Annabelle
msmcleod
Annabelle
I tried Audacity, but it made the quality worse. It made my voice recording sound like it was under water. I wonder, is there a wave editor plugin that would work with Sonar?
This usually happens when noise reduction systems try to remove wide band noise that is quite loud in the mix, and the noise reduction algorithm removes too much.
The fault isn't audacity, it's a combination of your source material and audacity's noise reduction algorithm.
If it's just your voice on its own (i.e. a noisy mic / mic pre), you could try noise-gating the silent parts, then use either a graphic EQ or a combination of parametric EQ's to try to remove the worse offenders.
It's actually a combination of voices, airplane and car background noise, and airport background noise. However, the offender is the hiss and hum of the tape recorder, as well as "wow and flutter". Since I'm blind, spectral editors would be hard for me to use, as they're graphical, instead of buttons, dials, and sliders with accessible text.
I think cleaning up this scenario would be a challenge for any program.
What you could try though, is first using an EQ with a narrow band to remove the hum. It'll probably be 50Hz or 60Hz depending on where it was recorded.
Once you've done that, a low pass filter might help to remove the hiss. You could try using an enhancer to try to add back in some "fake" high end.

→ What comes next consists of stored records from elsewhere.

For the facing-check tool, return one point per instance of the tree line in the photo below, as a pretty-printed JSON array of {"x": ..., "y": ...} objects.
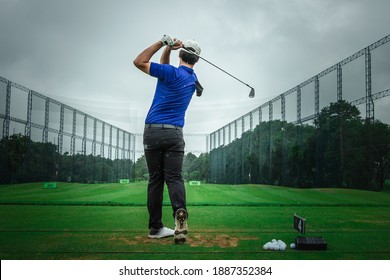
[
  {"x": 22, "y": 160},
  {"x": 340, "y": 149}
]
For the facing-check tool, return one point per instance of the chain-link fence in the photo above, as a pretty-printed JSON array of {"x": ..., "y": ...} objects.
[
  {"x": 43, "y": 139},
  {"x": 330, "y": 130}
]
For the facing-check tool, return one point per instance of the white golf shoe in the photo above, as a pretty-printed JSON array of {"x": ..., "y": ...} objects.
[{"x": 161, "y": 233}]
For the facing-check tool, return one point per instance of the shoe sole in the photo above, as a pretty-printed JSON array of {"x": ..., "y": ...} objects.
[{"x": 181, "y": 233}]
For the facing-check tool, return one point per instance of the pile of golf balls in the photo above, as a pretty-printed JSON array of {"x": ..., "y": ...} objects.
[{"x": 275, "y": 245}]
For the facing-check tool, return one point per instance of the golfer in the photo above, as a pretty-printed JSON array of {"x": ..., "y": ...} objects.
[{"x": 163, "y": 134}]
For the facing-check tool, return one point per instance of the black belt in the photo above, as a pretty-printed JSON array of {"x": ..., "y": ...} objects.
[{"x": 156, "y": 125}]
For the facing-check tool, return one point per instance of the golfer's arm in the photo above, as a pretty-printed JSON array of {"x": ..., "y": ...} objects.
[
  {"x": 142, "y": 61},
  {"x": 165, "y": 56}
]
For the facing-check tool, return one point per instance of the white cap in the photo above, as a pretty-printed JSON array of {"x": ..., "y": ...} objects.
[{"x": 193, "y": 45}]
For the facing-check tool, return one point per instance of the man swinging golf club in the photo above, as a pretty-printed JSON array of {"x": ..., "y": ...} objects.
[{"x": 163, "y": 135}]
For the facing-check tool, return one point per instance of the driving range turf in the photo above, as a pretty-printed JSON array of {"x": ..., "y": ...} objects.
[{"x": 109, "y": 221}]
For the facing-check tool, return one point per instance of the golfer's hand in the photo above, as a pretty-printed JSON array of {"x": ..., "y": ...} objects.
[{"x": 177, "y": 44}]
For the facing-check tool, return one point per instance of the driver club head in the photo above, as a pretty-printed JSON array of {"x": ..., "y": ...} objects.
[{"x": 252, "y": 93}]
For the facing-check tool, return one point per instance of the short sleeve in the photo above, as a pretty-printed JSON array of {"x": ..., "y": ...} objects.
[{"x": 161, "y": 71}]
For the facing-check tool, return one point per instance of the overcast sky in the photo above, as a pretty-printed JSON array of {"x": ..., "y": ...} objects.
[{"x": 80, "y": 52}]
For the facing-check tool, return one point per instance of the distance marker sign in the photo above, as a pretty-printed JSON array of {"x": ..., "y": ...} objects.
[{"x": 299, "y": 224}]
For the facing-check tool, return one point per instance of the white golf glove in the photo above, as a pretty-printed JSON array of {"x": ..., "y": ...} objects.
[{"x": 167, "y": 41}]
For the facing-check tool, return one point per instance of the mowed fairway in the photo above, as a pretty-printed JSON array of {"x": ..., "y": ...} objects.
[{"x": 109, "y": 221}]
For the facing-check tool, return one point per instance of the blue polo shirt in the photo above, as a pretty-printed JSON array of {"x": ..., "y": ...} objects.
[{"x": 174, "y": 90}]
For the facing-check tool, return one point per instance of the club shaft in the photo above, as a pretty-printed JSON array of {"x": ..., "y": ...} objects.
[{"x": 218, "y": 68}]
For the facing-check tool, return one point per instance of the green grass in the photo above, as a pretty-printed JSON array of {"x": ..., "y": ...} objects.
[{"x": 109, "y": 221}]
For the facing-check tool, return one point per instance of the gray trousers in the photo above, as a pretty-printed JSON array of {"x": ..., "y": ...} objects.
[{"x": 164, "y": 152}]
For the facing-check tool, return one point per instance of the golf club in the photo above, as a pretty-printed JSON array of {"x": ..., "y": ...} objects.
[{"x": 251, "y": 93}]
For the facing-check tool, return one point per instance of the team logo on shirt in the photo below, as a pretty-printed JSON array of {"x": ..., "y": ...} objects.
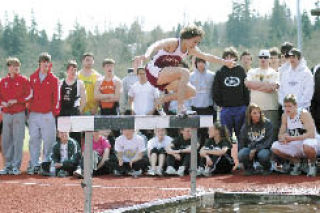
[
  {"x": 292, "y": 83},
  {"x": 232, "y": 81}
]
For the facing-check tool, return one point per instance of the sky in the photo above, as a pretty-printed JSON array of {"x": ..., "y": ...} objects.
[{"x": 105, "y": 14}]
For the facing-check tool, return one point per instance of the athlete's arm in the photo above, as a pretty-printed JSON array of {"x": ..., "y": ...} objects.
[
  {"x": 211, "y": 58},
  {"x": 169, "y": 44}
]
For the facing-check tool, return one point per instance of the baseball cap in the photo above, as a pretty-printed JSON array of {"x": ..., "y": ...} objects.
[
  {"x": 294, "y": 52},
  {"x": 265, "y": 53}
]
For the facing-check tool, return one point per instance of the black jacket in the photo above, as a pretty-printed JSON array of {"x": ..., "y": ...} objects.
[
  {"x": 228, "y": 88},
  {"x": 256, "y": 136}
]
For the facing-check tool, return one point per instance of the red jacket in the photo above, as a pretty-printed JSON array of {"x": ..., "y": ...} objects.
[
  {"x": 45, "y": 94},
  {"x": 17, "y": 88}
]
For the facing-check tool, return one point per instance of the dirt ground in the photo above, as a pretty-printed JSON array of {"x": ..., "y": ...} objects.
[{"x": 42, "y": 194}]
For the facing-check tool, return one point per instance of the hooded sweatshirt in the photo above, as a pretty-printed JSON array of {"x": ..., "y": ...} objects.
[
  {"x": 298, "y": 81},
  {"x": 228, "y": 87}
]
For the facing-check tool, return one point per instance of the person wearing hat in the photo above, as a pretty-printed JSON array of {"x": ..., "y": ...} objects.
[
  {"x": 15, "y": 92},
  {"x": 263, "y": 83},
  {"x": 297, "y": 80}
]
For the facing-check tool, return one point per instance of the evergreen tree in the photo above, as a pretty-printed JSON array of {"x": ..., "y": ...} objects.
[{"x": 306, "y": 25}]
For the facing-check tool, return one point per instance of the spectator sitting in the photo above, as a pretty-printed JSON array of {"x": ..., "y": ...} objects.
[
  {"x": 157, "y": 151},
  {"x": 66, "y": 155},
  {"x": 179, "y": 153},
  {"x": 297, "y": 137},
  {"x": 255, "y": 141},
  {"x": 216, "y": 152},
  {"x": 130, "y": 149},
  {"x": 101, "y": 155}
]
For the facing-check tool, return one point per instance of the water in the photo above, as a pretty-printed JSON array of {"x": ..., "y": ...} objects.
[{"x": 244, "y": 208}]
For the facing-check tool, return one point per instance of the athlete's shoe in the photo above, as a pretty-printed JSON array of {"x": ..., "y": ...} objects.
[
  {"x": 185, "y": 113},
  {"x": 180, "y": 171},
  {"x": 171, "y": 171},
  {"x": 6, "y": 171},
  {"x": 296, "y": 170},
  {"x": 151, "y": 172},
  {"x": 16, "y": 171},
  {"x": 312, "y": 171}
]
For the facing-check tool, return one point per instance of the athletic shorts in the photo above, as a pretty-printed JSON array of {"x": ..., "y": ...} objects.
[{"x": 295, "y": 148}]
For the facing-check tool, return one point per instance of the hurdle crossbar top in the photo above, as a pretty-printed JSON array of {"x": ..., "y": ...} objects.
[{"x": 93, "y": 123}]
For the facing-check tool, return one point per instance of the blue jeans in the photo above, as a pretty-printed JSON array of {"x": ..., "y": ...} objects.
[
  {"x": 233, "y": 118},
  {"x": 262, "y": 156}
]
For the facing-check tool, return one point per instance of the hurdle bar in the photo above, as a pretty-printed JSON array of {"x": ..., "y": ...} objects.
[{"x": 88, "y": 124}]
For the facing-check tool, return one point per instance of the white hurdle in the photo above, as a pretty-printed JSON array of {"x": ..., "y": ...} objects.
[{"x": 88, "y": 124}]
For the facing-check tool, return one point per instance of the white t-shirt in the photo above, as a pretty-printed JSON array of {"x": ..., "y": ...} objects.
[
  {"x": 267, "y": 101},
  {"x": 143, "y": 96},
  {"x": 130, "y": 148},
  {"x": 155, "y": 143},
  {"x": 63, "y": 152}
]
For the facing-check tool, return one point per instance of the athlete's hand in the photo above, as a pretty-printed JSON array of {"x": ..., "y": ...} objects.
[
  {"x": 120, "y": 163},
  {"x": 252, "y": 153},
  {"x": 209, "y": 161},
  {"x": 138, "y": 60}
]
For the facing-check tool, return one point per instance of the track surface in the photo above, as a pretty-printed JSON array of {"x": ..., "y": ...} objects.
[{"x": 41, "y": 194}]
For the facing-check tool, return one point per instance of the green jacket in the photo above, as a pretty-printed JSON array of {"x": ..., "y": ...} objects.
[{"x": 74, "y": 153}]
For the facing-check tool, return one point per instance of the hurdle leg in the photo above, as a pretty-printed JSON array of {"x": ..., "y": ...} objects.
[
  {"x": 87, "y": 181},
  {"x": 193, "y": 164}
]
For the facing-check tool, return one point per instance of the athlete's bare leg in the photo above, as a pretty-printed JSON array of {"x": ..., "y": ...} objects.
[{"x": 177, "y": 79}]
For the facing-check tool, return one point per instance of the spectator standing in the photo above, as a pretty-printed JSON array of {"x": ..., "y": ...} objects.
[
  {"x": 73, "y": 95},
  {"x": 15, "y": 92},
  {"x": 107, "y": 89},
  {"x": 297, "y": 80},
  {"x": 89, "y": 76},
  {"x": 44, "y": 107},
  {"x": 202, "y": 103},
  {"x": 246, "y": 60},
  {"x": 263, "y": 83},
  {"x": 157, "y": 147},
  {"x": 230, "y": 93}
]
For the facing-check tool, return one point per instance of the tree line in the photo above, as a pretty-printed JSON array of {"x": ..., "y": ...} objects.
[{"x": 244, "y": 29}]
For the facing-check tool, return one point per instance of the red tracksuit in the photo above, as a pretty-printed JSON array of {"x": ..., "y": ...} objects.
[
  {"x": 17, "y": 88},
  {"x": 45, "y": 94}
]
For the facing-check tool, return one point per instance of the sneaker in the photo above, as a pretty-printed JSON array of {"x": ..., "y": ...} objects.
[
  {"x": 186, "y": 113},
  {"x": 135, "y": 173},
  {"x": 36, "y": 170},
  {"x": 78, "y": 173},
  {"x": 30, "y": 171},
  {"x": 151, "y": 172},
  {"x": 296, "y": 170},
  {"x": 159, "y": 172},
  {"x": 171, "y": 171},
  {"x": 206, "y": 172},
  {"x": 16, "y": 171},
  {"x": 180, "y": 171},
  {"x": 249, "y": 172},
  {"x": 6, "y": 171},
  {"x": 312, "y": 171},
  {"x": 116, "y": 173},
  {"x": 161, "y": 112},
  {"x": 200, "y": 171},
  {"x": 62, "y": 173}
]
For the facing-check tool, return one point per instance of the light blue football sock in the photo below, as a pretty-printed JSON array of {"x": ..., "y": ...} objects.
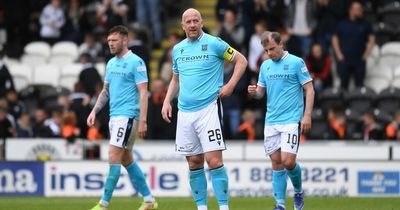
[
  {"x": 279, "y": 186},
  {"x": 111, "y": 181},
  {"x": 219, "y": 180},
  {"x": 295, "y": 177},
  {"x": 138, "y": 179},
  {"x": 198, "y": 184}
]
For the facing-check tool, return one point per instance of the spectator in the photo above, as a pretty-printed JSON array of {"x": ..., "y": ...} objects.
[
  {"x": 353, "y": 41},
  {"x": 6, "y": 80},
  {"x": 89, "y": 77},
  {"x": 247, "y": 130},
  {"x": 393, "y": 129},
  {"x": 157, "y": 127},
  {"x": 165, "y": 64},
  {"x": 232, "y": 31},
  {"x": 300, "y": 25},
  {"x": 150, "y": 10},
  {"x": 6, "y": 126},
  {"x": 52, "y": 20},
  {"x": 40, "y": 129},
  {"x": 319, "y": 64},
  {"x": 326, "y": 25},
  {"x": 113, "y": 12},
  {"x": 222, "y": 6},
  {"x": 93, "y": 133},
  {"x": 71, "y": 30},
  {"x": 54, "y": 123},
  {"x": 372, "y": 130},
  {"x": 337, "y": 123},
  {"x": 15, "y": 107},
  {"x": 91, "y": 47},
  {"x": 255, "y": 48},
  {"x": 69, "y": 128},
  {"x": 138, "y": 46},
  {"x": 24, "y": 127}
]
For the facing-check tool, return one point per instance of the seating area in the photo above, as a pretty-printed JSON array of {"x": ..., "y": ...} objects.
[
  {"x": 383, "y": 67},
  {"x": 42, "y": 64},
  {"x": 355, "y": 104}
]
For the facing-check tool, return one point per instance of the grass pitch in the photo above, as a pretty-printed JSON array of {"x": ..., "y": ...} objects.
[{"x": 129, "y": 203}]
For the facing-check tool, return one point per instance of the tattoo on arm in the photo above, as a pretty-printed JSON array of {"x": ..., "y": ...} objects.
[{"x": 103, "y": 99}]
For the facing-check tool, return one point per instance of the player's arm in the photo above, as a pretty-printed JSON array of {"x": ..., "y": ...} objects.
[
  {"x": 240, "y": 66},
  {"x": 142, "y": 130},
  {"x": 336, "y": 47},
  {"x": 306, "y": 121},
  {"x": 370, "y": 46},
  {"x": 256, "y": 91},
  {"x": 173, "y": 88},
  {"x": 102, "y": 100}
]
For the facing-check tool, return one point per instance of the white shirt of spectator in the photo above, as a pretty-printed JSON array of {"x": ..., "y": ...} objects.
[{"x": 51, "y": 19}]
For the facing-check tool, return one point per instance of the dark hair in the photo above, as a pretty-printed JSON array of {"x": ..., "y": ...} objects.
[
  {"x": 267, "y": 36},
  {"x": 119, "y": 29}
]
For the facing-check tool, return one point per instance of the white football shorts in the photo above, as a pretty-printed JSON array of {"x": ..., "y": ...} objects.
[
  {"x": 122, "y": 132},
  {"x": 285, "y": 137},
  {"x": 201, "y": 131}
]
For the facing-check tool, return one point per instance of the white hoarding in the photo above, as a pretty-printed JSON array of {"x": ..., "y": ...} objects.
[
  {"x": 250, "y": 178},
  {"x": 330, "y": 151},
  {"x": 40, "y": 149}
]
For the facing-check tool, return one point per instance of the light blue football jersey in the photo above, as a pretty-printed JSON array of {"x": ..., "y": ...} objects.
[
  {"x": 122, "y": 75},
  {"x": 283, "y": 81},
  {"x": 200, "y": 66}
]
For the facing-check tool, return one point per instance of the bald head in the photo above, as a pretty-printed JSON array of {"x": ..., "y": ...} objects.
[
  {"x": 191, "y": 12},
  {"x": 192, "y": 23},
  {"x": 272, "y": 44}
]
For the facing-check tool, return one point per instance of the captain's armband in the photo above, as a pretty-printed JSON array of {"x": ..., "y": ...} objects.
[{"x": 229, "y": 53}]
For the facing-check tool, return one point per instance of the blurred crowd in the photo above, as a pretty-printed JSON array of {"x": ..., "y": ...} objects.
[{"x": 334, "y": 38}]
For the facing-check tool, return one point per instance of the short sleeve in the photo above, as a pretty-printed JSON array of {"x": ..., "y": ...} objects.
[
  {"x": 174, "y": 64},
  {"x": 261, "y": 77},
  {"x": 107, "y": 74},
  {"x": 140, "y": 72},
  {"x": 223, "y": 49},
  {"x": 302, "y": 72}
]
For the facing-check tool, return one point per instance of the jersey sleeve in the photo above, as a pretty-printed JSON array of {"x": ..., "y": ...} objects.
[
  {"x": 223, "y": 49},
  {"x": 261, "y": 78},
  {"x": 302, "y": 72},
  {"x": 174, "y": 64},
  {"x": 107, "y": 74},
  {"x": 140, "y": 71}
]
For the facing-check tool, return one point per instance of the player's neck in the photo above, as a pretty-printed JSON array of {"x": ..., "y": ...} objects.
[
  {"x": 197, "y": 38},
  {"x": 122, "y": 53}
]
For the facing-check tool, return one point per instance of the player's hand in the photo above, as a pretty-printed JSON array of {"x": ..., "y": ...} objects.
[
  {"x": 225, "y": 91},
  {"x": 252, "y": 89},
  {"x": 91, "y": 118},
  {"x": 166, "y": 112},
  {"x": 142, "y": 130},
  {"x": 306, "y": 124}
]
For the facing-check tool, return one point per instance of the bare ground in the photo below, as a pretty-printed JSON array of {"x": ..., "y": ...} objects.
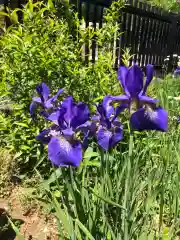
[{"x": 35, "y": 224}]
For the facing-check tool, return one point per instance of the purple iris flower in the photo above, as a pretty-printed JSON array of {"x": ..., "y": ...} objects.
[
  {"x": 64, "y": 146},
  {"x": 145, "y": 115},
  {"x": 177, "y": 72},
  {"x": 44, "y": 99},
  {"x": 109, "y": 130}
]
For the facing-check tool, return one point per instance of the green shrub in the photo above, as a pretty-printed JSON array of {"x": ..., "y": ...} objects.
[{"x": 48, "y": 47}]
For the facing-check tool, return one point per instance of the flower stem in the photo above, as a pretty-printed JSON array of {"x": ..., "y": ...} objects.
[{"x": 127, "y": 189}]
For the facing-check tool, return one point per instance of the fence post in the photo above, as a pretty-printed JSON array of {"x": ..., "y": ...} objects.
[{"x": 171, "y": 42}]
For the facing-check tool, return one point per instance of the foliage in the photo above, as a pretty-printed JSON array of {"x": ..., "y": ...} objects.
[
  {"x": 31, "y": 52},
  {"x": 129, "y": 193},
  {"x": 168, "y": 5},
  {"x": 92, "y": 197}
]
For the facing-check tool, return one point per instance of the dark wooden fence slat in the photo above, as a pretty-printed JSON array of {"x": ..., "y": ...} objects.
[{"x": 150, "y": 32}]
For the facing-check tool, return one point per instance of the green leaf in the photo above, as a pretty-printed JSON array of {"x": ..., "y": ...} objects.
[
  {"x": 20, "y": 237},
  {"x": 89, "y": 153},
  {"x": 84, "y": 229}
]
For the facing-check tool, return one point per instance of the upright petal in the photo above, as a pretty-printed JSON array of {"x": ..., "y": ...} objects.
[
  {"x": 63, "y": 153},
  {"x": 68, "y": 104},
  {"x": 149, "y": 76},
  {"x": 104, "y": 137},
  {"x": 107, "y": 106},
  {"x": 33, "y": 108},
  {"x": 81, "y": 115},
  {"x": 117, "y": 136},
  {"x": 122, "y": 74},
  {"x": 148, "y": 119},
  {"x": 120, "y": 109},
  {"x": 54, "y": 117},
  {"x": 134, "y": 81},
  {"x": 43, "y": 91}
]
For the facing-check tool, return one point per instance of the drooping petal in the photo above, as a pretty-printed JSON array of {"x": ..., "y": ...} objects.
[
  {"x": 54, "y": 98},
  {"x": 37, "y": 99},
  {"x": 122, "y": 74},
  {"x": 63, "y": 153},
  {"x": 117, "y": 136},
  {"x": 44, "y": 136},
  {"x": 43, "y": 91},
  {"x": 147, "y": 100},
  {"x": 45, "y": 114},
  {"x": 48, "y": 104},
  {"x": 33, "y": 108},
  {"x": 134, "y": 81},
  {"x": 149, "y": 76},
  {"x": 68, "y": 132},
  {"x": 148, "y": 119},
  {"x": 120, "y": 98},
  {"x": 104, "y": 137},
  {"x": 107, "y": 106}
]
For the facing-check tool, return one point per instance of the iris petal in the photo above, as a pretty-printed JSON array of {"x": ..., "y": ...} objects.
[
  {"x": 156, "y": 119},
  {"x": 104, "y": 137},
  {"x": 68, "y": 105},
  {"x": 134, "y": 81},
  {"x": 53, "y": 99},
  {"x": 120, "y": 98},
  {"x": 149, "y": 76},
  {"x": 63, "y": 153},
  {"x": 147, "y": 100},
  {"x": 33, "y": 108},
  {"x": 81, "y": 115},
  {"x": 44, "y": 136},
  {"x": 43, "y": 91},
  {"x": 54, "y": 117},
  {"x": 117, "y": 136},
  {"x": 37, "y": 99},
  {"x": 107, "y": 106},
  {"x": 122, "y": 73}
]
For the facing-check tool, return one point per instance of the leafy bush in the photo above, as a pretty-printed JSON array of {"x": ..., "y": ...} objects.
[{"x": 31, "y": 53}]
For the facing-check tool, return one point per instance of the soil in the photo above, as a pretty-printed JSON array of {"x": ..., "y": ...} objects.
[{"x": 33, "y": 224}]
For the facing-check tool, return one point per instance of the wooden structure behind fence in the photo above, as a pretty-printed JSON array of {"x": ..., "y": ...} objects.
[{"x": 151, "y": 33}]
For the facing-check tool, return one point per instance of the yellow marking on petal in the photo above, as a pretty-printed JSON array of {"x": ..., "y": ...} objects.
[
  {"x": 64, "y": 144},
  {"x": 150, "y": 113}
]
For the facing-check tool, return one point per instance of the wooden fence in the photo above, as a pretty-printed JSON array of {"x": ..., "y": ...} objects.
[{"x": 151, "y": 33}]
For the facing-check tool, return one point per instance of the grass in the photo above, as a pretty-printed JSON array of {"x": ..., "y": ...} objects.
[
  {"x": 134, "y": 192},
  {"x": 129, "y": 193}
]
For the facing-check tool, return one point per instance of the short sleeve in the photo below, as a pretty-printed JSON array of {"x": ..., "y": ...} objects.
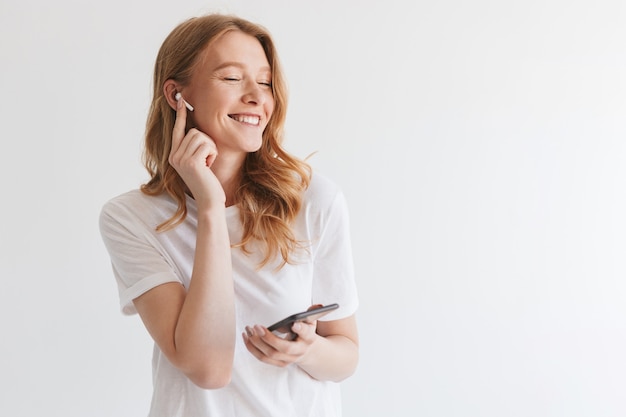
[{"x": 137, "y": 260}]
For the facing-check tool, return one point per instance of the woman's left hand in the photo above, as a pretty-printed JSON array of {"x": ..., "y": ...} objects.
[{"x": 275, "y": 350}]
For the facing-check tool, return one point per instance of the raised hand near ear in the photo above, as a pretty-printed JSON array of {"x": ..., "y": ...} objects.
[{"x": 192, "y": 155}]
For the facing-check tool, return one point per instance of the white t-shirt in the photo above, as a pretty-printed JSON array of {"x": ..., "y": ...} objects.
[{"x": 141, "y": 259}]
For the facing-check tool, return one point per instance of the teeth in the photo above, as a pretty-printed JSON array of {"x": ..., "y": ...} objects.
[{"x": 252, "y": 120}]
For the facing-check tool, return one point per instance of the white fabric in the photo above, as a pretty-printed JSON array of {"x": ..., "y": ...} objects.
[{"x": 141, "y": 259}]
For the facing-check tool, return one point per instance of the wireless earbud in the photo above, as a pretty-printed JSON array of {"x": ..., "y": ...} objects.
[{"x": 178, "y": 96}]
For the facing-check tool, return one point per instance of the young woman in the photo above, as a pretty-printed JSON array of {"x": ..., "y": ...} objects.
[{"x": 231, "y": 234}]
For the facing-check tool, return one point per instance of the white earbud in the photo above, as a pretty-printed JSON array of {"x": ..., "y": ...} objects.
[{"x": 178, "y": 96}]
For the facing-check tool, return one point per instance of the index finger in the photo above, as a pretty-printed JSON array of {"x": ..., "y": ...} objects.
[{"x": 178, "y": 133}]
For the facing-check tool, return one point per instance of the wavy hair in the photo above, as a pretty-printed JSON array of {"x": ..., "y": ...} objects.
[{"x": 272, "y": 181}]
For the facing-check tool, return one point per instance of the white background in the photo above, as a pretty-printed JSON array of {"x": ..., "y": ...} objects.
[{"x": 481, "y": 146}]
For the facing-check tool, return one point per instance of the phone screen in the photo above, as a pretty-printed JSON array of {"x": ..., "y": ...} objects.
[{"x": 284, "y": 326}]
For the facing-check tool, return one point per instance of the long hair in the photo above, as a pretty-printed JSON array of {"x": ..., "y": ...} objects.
[{"x": 272, "y": 181}]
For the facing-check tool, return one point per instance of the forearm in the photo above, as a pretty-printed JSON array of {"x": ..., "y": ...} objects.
[
  {"x": 331, "y": 358},
  {"x": 205, "y": 332}
]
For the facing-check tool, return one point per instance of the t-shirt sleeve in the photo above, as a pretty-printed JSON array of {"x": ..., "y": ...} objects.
[
  {"x": 137, "y": 262},
  {"x": 334, "y": 280}
]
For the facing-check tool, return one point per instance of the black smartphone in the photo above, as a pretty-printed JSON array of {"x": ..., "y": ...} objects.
[{"x": 284, "y": 326}]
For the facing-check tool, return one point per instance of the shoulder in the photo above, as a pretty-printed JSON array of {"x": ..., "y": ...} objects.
[
  {"x": 321, "y": 189},
  {"x": 323, "y": 198},
  {"x": 136, "y": 207}
]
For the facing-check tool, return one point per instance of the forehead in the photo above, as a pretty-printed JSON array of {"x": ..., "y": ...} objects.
[{"x": 235, "y": 47}]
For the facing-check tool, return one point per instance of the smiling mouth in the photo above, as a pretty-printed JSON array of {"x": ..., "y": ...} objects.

I'm unaware of anything that would remove the wow and flutter though, unless you could somehow automate an EQ to try to counteract the effect. If you've got a hardware slider controller, this may help since graphical interfaces are no good for you. You could then practice moving the slider in time with the track before recording the automation. I doubt if it would remove the wow and flutter completely though.